Peter Brookes and I did a second day of fly fishing today, but this time we met down at the Big Talbot Island park boat ramp at sunrise and made the short run up the Nassau River to set up at Twin Creeks on an incoming tide. The shell banks were still showing when Peter started out with a top water Gurgler to see if a Trout would hit, which they did not. He switched to a root beer colored Troy James Fly and worked it deep on an intermediate line and had no success with that either.
We moved back east, down the Nassau and fished a long stretch of shell bed that tapered off
into 13' of water. Pete stayed with the sinking line and figured out that he could make his cast up current (the same as when we fish live shrimp on a jig) and let the current take his fly down along the bottom and when he felt a thump, set the hook! Sometimes it was just the bottom but a couple of times, BOOM! Seatrout on! It turned out to be the method to catch fish.
We ran down to Pumpkin Hill and fished some more shell beds, now flooded, and used the same technique. This time when Pete hooked up we knew it was a bigger fish by the way it caused such a commotion! He worked the fish in with
his line hand, keeper pressure at all times on the fish, and soon landed a fat 19.5" Seatrout. Now that's a nice fly caught fish!
The tide was up so we went back to floating lines and ran over to Horsehead to check out some flooding grass flats. It took a couple but as I eased up to a nice looking flat Pete saw it first - a tailing Red! We were debating on getting out and wading to it then we noticed that it was coming our way! It fed nose down into range and Pete made his cast and put the fly perfectly out in front. The fish did see the fly and kept moving and again, Pete picked up and laid it down.
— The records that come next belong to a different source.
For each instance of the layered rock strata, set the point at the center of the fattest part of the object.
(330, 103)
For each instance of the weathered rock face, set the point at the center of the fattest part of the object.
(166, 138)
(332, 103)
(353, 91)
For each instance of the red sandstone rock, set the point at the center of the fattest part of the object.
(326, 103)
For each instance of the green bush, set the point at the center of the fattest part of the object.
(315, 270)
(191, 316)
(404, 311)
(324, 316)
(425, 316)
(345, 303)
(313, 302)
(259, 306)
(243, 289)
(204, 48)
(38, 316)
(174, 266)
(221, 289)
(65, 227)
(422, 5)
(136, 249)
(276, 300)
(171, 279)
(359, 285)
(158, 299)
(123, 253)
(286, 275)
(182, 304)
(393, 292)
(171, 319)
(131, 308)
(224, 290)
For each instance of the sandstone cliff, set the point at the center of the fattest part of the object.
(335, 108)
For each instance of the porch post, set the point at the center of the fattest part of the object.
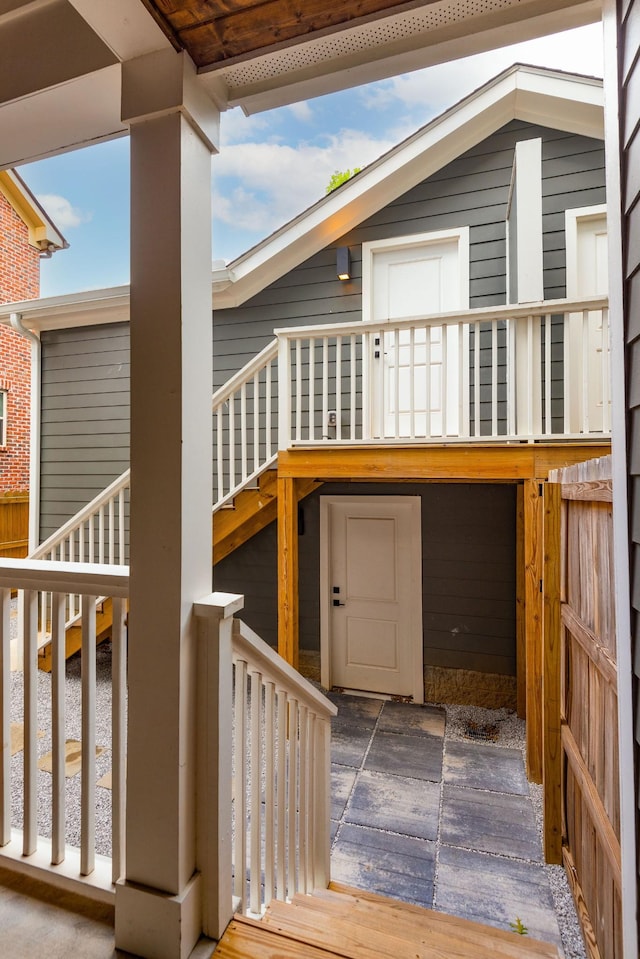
(533, 625)
(288, 629)
(174, 128)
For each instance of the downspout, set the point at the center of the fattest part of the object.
(34, 430)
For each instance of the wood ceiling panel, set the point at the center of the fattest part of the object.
(213, 31)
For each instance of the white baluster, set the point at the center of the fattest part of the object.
(88, 772)
(118, 738)
(30, 640)
(58, 790)
(5, 716)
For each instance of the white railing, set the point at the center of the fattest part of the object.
(26, 835)
(245, 414)
(501, 373)
(98, 533)
(282, 771)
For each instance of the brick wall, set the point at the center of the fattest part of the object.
(19, 280)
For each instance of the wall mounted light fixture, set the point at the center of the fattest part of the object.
(343, 263)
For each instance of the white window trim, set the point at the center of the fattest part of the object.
(369, 249)
(571, 220)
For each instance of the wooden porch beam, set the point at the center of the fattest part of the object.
(288, 615)
(533, 626)
(552, 645)
(521, 632)
(463, 462)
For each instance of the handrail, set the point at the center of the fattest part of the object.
(277, 670)
(254, 365)
(84, 514)
(53, 576)
(480, 315)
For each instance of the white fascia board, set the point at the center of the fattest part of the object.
(125, 26)
(574, 104)
(74, 309)
(416, 159)
(380, 60)
(81, 111)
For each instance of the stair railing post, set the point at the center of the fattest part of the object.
(214, 750)
(284, 393)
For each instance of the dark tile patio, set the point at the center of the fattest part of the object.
(441, 823)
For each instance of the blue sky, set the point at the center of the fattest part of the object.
(272, 165)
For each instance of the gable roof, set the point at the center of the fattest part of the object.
(43, 233)
(549, 98)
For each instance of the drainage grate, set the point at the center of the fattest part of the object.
(486, 732)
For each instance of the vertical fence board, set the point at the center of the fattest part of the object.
(590, 811)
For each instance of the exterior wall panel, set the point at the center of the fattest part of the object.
(630, 161)
(468, 543)
(85, 418)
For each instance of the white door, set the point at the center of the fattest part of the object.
(372, 594)
(418, 389)
(588, 356)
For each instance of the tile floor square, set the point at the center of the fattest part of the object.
(411, 756)
(495, 890)
(349, 745)
(401, 867)
(485, 767)
(490, 822)
(408, 806)
(408, 719)
(342, 780)
(356, 710)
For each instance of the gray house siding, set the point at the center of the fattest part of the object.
(85, 371)
(629, 13)
(85, 418)
(468, 573)
(471, 191)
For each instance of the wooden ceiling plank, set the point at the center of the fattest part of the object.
(275, 22)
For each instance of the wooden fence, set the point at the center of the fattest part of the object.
(580, 714)
(14, 525)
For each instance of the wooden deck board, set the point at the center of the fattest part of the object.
(350, 924)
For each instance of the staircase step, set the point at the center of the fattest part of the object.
(73, 637)
(251, 939)
(252, 511)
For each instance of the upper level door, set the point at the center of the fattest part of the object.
(587, 358)
(418, 374)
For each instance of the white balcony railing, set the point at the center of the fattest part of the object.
(282, 773)
(37, 812)
(526, 373)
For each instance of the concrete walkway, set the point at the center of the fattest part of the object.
(433, 821)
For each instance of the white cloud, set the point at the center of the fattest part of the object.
(302, 111)
(63, 214)
(435, 88)
(280, 181)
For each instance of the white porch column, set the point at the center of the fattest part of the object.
(174, 128)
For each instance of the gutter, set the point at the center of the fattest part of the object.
(34, 429)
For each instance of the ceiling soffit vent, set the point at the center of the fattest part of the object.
(396, 31)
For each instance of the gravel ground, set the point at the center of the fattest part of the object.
(72, 731)
(511, 734)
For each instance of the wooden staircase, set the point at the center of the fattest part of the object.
(252, 510)
(348, 923)
(73, 637)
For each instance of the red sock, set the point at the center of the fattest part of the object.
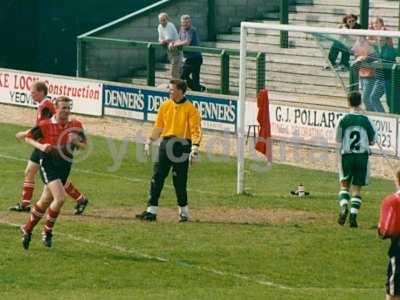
(73, 191)
(50, 220)
(36, 214)
(27, 193)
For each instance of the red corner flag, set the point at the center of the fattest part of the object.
(264, 142)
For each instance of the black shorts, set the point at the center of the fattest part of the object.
(393, 276)
(35, 156)
(53, 167)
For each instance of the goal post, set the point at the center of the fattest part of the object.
(325, 36)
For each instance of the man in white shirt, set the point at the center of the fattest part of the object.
(168, 34)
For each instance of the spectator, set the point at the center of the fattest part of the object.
(349, 22)
(167, 35)
(386, 56)
(363, 52)
(192, 60)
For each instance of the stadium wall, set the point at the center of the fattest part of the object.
(303, 135)
(113, 62)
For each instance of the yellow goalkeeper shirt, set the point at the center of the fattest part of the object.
(180, 120)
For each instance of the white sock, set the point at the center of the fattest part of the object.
(354, 210)
(152, 209)
(184, 210)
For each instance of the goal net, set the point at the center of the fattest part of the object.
(308, 77)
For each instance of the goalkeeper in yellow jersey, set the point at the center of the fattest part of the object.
(178, 123)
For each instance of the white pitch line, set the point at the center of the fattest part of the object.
(160, 259)
(201, 268)
(131, 179)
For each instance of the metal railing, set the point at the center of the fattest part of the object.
(152, 47)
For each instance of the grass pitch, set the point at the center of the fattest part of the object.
(266, 246)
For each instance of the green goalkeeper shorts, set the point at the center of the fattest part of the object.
(354, 169)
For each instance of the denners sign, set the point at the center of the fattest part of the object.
(217, 113)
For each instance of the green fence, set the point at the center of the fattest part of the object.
(393, 94)
(152, 47)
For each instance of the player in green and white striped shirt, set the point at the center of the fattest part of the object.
(355, 134)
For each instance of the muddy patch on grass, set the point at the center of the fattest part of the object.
(206, 215)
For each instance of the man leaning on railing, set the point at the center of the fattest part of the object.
(167, 35)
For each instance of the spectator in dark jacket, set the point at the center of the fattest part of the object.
(349, 22)
(192, 60)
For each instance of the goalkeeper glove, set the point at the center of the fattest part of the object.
(147, 148)
(194, 154)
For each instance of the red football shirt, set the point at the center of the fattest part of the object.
(52, 132)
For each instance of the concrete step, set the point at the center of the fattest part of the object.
(322, 19)
(340, 11)
(274, 96)
(298, 61)
(350, 3)
(267, 38)
(213, 66)
(267, 48)
(271, 76)
(280, 84)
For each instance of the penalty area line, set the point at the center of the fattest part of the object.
(161, 259)
(197, 267)
(104, 174)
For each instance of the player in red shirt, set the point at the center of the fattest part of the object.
(56, 139)
(388, 228)
(45, 111)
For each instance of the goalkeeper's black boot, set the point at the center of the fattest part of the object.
(344, 211)
(353, 220)
(80, 206)
(183, 218)
(26, 237)
(20, 208)
(146, 216)
(47, 239)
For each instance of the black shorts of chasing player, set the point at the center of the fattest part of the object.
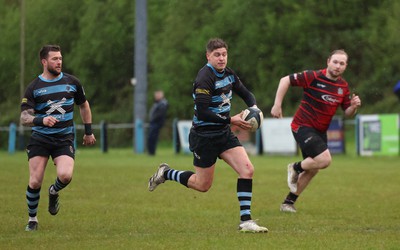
(208, 145)
(310, 141)
(44, 146)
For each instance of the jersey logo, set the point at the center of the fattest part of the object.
(225, 99)
(202, 91)
(56, 106)
(329, 98)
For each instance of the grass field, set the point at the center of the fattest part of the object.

The fish turned to the fly, seemed to take it and Pete set the hook....BOOM! The Slot Red boiled out of there. It appeared Pete had him on for a split second but the hook just didn't take. But it was a cool experience. We moved on, checking out a handful of grass flats but saw no more fish. The sun was up, Pete had a plane to catch, so we called it a day, another great one to be fishing here at Amelia Island, Florida.